In the case of conventional metal tools, it is also possible to inject microwave radiation into the metal tool during injection molding to directly heat or hold the plastic, such that the inlet of the tool acts as a continuation of the microwave tube feed and thereby directly heating or injection molding the material.

The invention will now be described in more detail with reference to an exemplary embodiment of the apparatus, with reference to Figure 1, which shows a schematic longitudinal section of the apparatus.

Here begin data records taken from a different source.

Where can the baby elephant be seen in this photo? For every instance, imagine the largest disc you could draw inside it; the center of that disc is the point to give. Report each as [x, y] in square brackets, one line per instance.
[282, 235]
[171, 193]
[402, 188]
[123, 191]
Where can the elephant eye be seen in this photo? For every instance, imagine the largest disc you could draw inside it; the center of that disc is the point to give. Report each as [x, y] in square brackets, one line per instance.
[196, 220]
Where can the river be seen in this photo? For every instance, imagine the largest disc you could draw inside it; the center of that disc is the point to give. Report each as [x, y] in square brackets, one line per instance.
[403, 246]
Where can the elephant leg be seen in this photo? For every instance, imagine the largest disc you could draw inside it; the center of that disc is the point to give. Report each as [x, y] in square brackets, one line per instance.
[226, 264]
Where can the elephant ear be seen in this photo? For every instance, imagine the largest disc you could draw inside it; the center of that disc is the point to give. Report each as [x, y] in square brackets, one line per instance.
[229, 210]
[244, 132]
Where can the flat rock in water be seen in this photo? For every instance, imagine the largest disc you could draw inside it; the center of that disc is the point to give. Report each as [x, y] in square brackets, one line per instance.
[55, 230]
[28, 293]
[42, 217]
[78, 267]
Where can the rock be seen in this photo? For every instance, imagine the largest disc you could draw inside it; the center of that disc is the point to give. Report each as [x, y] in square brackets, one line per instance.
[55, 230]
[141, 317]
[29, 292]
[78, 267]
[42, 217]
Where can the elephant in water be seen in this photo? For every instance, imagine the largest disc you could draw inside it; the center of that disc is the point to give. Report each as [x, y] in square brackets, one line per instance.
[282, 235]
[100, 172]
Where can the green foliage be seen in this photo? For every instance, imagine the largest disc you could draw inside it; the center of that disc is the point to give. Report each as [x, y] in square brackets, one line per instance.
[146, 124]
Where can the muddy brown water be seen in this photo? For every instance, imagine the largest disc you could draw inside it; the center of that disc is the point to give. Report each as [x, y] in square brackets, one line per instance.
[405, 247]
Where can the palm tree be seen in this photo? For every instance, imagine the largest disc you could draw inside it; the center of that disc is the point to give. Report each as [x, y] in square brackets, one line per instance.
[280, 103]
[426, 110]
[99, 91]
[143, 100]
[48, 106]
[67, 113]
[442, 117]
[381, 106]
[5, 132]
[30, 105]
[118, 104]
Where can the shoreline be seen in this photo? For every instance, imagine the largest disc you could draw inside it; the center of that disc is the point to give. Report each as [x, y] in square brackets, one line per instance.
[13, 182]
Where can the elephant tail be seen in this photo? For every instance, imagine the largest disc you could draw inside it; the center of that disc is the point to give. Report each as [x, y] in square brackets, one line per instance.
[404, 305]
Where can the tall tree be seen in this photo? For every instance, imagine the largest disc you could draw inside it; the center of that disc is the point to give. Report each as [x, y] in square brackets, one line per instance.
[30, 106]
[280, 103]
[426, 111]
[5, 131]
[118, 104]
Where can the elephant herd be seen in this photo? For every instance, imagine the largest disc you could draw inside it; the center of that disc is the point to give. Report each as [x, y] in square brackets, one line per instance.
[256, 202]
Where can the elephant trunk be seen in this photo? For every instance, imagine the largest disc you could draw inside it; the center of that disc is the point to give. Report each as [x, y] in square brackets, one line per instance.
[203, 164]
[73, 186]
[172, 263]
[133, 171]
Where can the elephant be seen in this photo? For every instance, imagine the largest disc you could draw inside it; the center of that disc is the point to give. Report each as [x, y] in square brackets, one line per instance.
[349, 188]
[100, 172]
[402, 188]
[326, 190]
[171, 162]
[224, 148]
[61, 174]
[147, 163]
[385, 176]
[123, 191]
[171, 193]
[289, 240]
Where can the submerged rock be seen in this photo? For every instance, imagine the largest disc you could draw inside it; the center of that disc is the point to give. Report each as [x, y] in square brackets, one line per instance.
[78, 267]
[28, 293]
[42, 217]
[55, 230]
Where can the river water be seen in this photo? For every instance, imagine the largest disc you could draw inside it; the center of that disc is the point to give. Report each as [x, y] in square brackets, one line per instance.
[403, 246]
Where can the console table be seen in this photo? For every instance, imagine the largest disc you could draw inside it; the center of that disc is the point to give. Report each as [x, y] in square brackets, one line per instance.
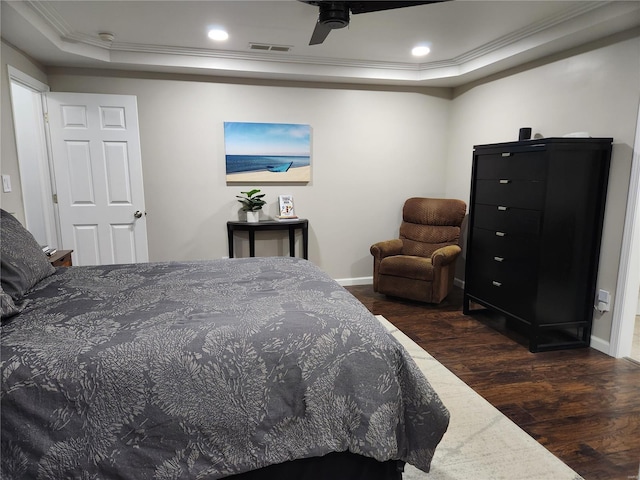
[265, 225]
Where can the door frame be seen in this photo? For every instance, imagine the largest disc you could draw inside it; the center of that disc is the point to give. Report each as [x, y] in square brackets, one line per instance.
[628, 284]
[40, 89]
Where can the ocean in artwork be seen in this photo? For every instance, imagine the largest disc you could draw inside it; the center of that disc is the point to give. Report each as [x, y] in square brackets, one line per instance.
[257, 163]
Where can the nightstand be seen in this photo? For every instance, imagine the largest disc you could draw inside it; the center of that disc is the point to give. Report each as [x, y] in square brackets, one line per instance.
[62, 258]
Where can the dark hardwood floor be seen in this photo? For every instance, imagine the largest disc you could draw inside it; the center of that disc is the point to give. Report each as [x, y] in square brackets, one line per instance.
[581, 404]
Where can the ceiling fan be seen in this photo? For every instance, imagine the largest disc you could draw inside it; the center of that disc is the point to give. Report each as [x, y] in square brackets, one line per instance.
[336, 14]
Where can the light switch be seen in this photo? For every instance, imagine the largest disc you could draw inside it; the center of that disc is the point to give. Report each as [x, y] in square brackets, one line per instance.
[6, 183]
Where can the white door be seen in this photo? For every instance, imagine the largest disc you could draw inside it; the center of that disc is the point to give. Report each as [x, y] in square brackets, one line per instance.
[98, 176]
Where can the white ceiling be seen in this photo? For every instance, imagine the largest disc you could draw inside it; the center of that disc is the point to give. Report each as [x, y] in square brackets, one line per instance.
[469, 39]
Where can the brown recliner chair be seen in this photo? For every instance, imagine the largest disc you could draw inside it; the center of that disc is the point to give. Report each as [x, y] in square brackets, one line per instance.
[420, 265]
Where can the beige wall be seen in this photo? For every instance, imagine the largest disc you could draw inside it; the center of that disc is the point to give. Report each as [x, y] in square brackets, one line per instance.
[12, 202]
[596, 91]
[371, 149]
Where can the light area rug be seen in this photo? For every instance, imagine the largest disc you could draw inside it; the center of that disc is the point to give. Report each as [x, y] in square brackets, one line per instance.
[481, 443]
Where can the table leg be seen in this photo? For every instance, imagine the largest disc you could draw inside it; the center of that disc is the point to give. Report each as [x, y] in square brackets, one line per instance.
[252, 243]
[230, 235]
[305, 242]
[292, 241]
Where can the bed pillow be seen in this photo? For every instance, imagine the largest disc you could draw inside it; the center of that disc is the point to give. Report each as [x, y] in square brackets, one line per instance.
[22, 260]
[9, 309]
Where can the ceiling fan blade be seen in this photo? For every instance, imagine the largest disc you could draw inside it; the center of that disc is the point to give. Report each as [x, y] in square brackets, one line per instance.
[320, 33]
[379, 5]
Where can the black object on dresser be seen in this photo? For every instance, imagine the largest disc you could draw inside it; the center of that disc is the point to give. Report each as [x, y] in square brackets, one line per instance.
[533, 246]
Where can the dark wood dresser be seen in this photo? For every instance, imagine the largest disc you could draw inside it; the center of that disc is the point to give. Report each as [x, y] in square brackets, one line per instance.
[535, 223]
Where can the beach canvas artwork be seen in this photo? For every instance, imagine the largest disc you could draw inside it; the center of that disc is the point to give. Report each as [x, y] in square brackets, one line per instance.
[267, 152]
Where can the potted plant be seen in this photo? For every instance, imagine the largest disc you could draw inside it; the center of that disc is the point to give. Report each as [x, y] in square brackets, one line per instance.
[252, 204]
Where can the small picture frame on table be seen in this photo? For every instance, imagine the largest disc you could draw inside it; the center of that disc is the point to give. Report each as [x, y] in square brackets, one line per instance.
[286, 210]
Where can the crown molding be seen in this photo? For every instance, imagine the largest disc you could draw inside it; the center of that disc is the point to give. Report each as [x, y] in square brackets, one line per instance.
[578, 18]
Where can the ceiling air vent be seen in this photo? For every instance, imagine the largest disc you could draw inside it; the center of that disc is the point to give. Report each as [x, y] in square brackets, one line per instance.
[269, 48]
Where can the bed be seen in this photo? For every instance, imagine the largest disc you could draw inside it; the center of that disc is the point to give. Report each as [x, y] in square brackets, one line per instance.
[243, 368]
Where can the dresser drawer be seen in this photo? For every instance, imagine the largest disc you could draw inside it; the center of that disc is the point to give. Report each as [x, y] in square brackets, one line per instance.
[511, 193]
[507, 219]
[512, 166]
[516, 251]
[516, 297]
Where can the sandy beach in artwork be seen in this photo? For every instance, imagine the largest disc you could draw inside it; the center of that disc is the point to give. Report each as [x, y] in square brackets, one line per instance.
[297, 174]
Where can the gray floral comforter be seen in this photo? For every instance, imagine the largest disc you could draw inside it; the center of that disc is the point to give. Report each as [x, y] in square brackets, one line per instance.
[202, 370]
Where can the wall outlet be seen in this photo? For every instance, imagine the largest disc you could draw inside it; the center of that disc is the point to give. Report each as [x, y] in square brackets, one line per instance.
[6, 183]
[603, 302]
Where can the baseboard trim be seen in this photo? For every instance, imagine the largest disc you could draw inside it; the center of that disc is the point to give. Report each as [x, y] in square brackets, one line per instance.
[348, 282]
[600, 345]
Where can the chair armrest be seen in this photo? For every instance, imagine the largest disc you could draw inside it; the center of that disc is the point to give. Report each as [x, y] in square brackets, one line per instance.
[387, 248]
[445, 255]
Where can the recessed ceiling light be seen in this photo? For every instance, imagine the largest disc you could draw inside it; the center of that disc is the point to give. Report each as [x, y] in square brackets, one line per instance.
[218, 34]
[420, 51]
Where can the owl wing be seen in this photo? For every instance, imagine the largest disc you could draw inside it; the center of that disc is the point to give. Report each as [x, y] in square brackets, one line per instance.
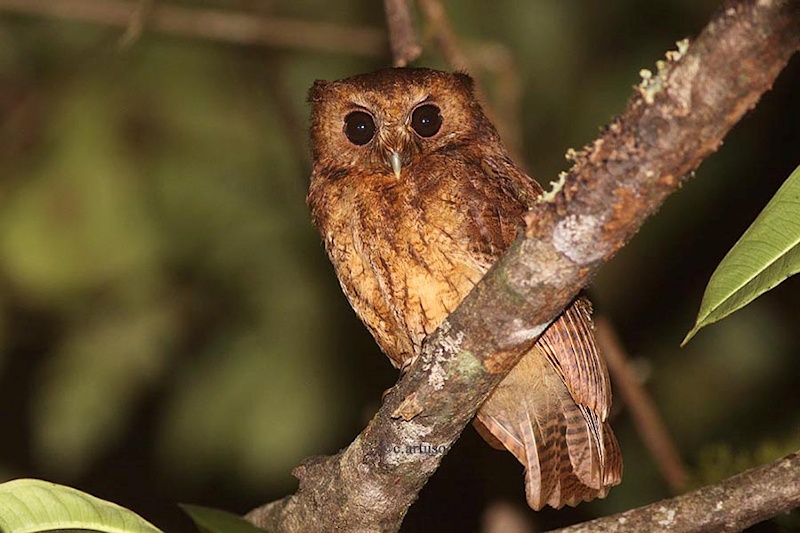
[550, 412]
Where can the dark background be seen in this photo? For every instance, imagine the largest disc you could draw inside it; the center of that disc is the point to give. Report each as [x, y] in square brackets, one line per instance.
[171, 330]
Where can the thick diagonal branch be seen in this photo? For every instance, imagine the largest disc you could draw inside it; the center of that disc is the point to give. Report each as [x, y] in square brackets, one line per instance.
[674, 121]
[732, 505]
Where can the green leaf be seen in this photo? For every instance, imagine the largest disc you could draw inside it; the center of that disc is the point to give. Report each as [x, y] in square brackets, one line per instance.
[215, 521]
[30, 505]
[767, 254]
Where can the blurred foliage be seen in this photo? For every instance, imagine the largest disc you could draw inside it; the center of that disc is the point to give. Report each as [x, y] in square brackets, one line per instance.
[170, 329]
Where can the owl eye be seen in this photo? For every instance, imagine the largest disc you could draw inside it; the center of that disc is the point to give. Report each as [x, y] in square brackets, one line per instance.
[359, 127]
[426, 120]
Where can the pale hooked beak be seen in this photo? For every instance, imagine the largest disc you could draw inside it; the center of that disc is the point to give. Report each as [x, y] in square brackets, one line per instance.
[396, 162]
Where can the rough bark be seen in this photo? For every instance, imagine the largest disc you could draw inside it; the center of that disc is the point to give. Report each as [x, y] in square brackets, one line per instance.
[732, 505]
[676, 119]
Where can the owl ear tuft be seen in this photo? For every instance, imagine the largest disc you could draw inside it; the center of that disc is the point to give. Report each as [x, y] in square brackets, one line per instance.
[466, 81]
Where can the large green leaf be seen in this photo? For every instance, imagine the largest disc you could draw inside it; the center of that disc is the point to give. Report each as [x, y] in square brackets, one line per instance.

In the embodiment shown, the numerals 1 and 2 are made of metal and an insulating layer 3 is disposed between them. The tool edges 1 and 2 are made of wood and there are 3 insulating layers between them. The tool halves 1 and 2 are connected to the high frequency generator 4 as an electrode and have a cavity 5 corresponding to the shape of the workpiece to be manufactured. The mold half 1 is insulated with the insulating block 6 from the rest of the plastic injection molding machine.

A screw piston 9 is rotatably embedded in a bulk cylinder 8 with a hopper A7. The bulk cylinder 8 is connected to the die cavity 5 by an inlet nozzle 10.

The material to be processed is from the hopper 7

202778Β enters the melting cylinder 8, where it is brought to a liquid state by heat and, as a result of rotation of the screw piston 9, passes through the nozzle 10 or the inlet channel 5 and reaches the die cavity. Here, the variable electromagnetic field generated by the high frequency generator 4 receives continuous direct heating, thereby filling the tool cavity 5 with low pressure, quickly and perfectly. Once this is done, the direct heating of the material is stopped, and by separating the tool halves 1,2, the finished workpiece can be removed from the tool cavity 5.

The procedure is illustrated by the following examples:

Example 1

Hard PVC material is used for injection molding. The heat of exit from the bulk cylinder without using the invention should be above 185 ° C so that the tool cavity is completely filled. It can cool down to 120 ° C, which makes it impossible to complete the correct form. According to the invention the order of -10 in case of ^two tangent deltájú plastic - used 27 MHz generator, about 1 kW teljesítményleadással. In this way, approx. A tool fill time of 5 seconds is achieved while the temperature of the molten material remains at 180 ° C, which is ideal for filling.

2nd Bead

The procedure is the same as in Example 1, but with the aid of a 23 kHz ultrasound generator, the material is maintained in the mold cavity.

Example 3

Example 1 is also used, however, it is now approx. A microwave generator with a wavelength of 3 cm is used to hold the material inside the mold cavity.

Claims (6)

PATENT CLAIMS 1. A method of low pressure injection molding or injection molding of a thermoplastic material comprising the step of bringing the plastics material into a thermoplastic state in the molding cylinder of an injection molding machine, and then pressing, cooling and leaving the die, the heat generated by the molten plastic pressed into the mold cavity alone is thereby maintained at the outlet of the molten cylinder until the mold cavity is completely filled. Method according to claim 1, characterized in that the retention of the molten plastic embedded in the mold cavity is ensured by the formation of a variable electromagnetic field in the mold cavity by the dielectric loss. 3. The method of claim 1, wherein the heat retention of the molten plastic embedded in the mold cavity is bituminated in the mold cavity by ultrasound. A method according to claim 1, characterized in that the retention of the molten plastic in the mold cavity is ensured by microwave radiation in the mold cavity. Apparatus for carrying out the process according to claim 2, comprising tool halves (1,2) inserted into a plastic injection molding machine having a mold cavity (5) corresponding to the shape of the article to be manufactured, characterized in that the mold halves (1,2) have a high frequency generator (4). ) are connected as an electrode, furthermore, there is an insulating layer (3) between the tool elements (1,2) and one of the tool halves (1) is insulated from the plastic injection molding machine (6). Device according to Claim 5, characterized in that the tool halves (1, 2) are, for example, injection molded from ceramic or thermosetting plastic and optionally provided with a metal insert.